My perception is that it's way easier to do this once you're either entitled to put "S" after your counseling credential or can claim to be some kind of specialist in addiction disorders. Also, it might just be her circle, but all the ones I know of who've gone this route have a ton of specialty therapy credentials and training certificates, like "EMDR Level 2," to put on their websites.
posted by Fee Phi Faux Phumb I Smell t'Socks o' a Puppetman! at 4:41 PM on May 7, 2013


Yeah, my therapist also rents her office (and has rented other offices) out.

Another possibility is being a therapist who primarily works long-distance, via phone or Skype. I actually think that might be an awesome idea for folks who can't always go to a weekly therapy session during a work day, especially if your friend is willing to work the off-hours.
posted by jenfullmoon at 6:21 PM on May 7, 2013


I know a therapist who has met clients at quiet restaurants and coffee shops when she didn't have an office.

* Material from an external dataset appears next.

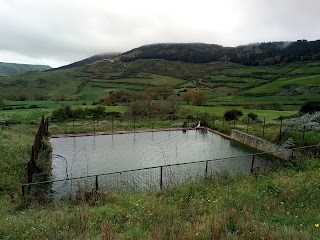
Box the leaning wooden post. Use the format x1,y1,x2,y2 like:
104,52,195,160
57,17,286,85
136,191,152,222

This is unethical, and impractical to boot. How do you handle an emotionally disregulated patient in that kind of situation? (Hint: you can't.)

Another possibility is being a therapist who primarily works long-distance, via phone or Skype.

The laws around this are emerging, and it might be against the rules of the board that licenses him.

The traditional way to do this is to sublet office space from someone an evening a week, and work to develop referral sources. Sometimes there are local mailing lists for therapists that facilitate finding this kind of sublet and forming referral sources.

The best way, without a strong referral network in place, to start out is to get paneled with a couple of insurances. Depending on the area, this is usually not hard to do, but does take completing some paperwork.

Another way to ease in is to see if there are practices in the area that hire part-time therapists. They don't usually pay all that well, but they will empanel you, and it's a way to start out.
posted by OmieWise at 5:43 AM on May 8, 2013


A friend of mine began by working with an established therapist who needed an additional person to help handle the workload. She worked one day a week out of the other psychologist's space. You do need at least a small professional network to find someone like that who needs the help and trusts you to work in her practice, so perhaps building the network is a good place to start.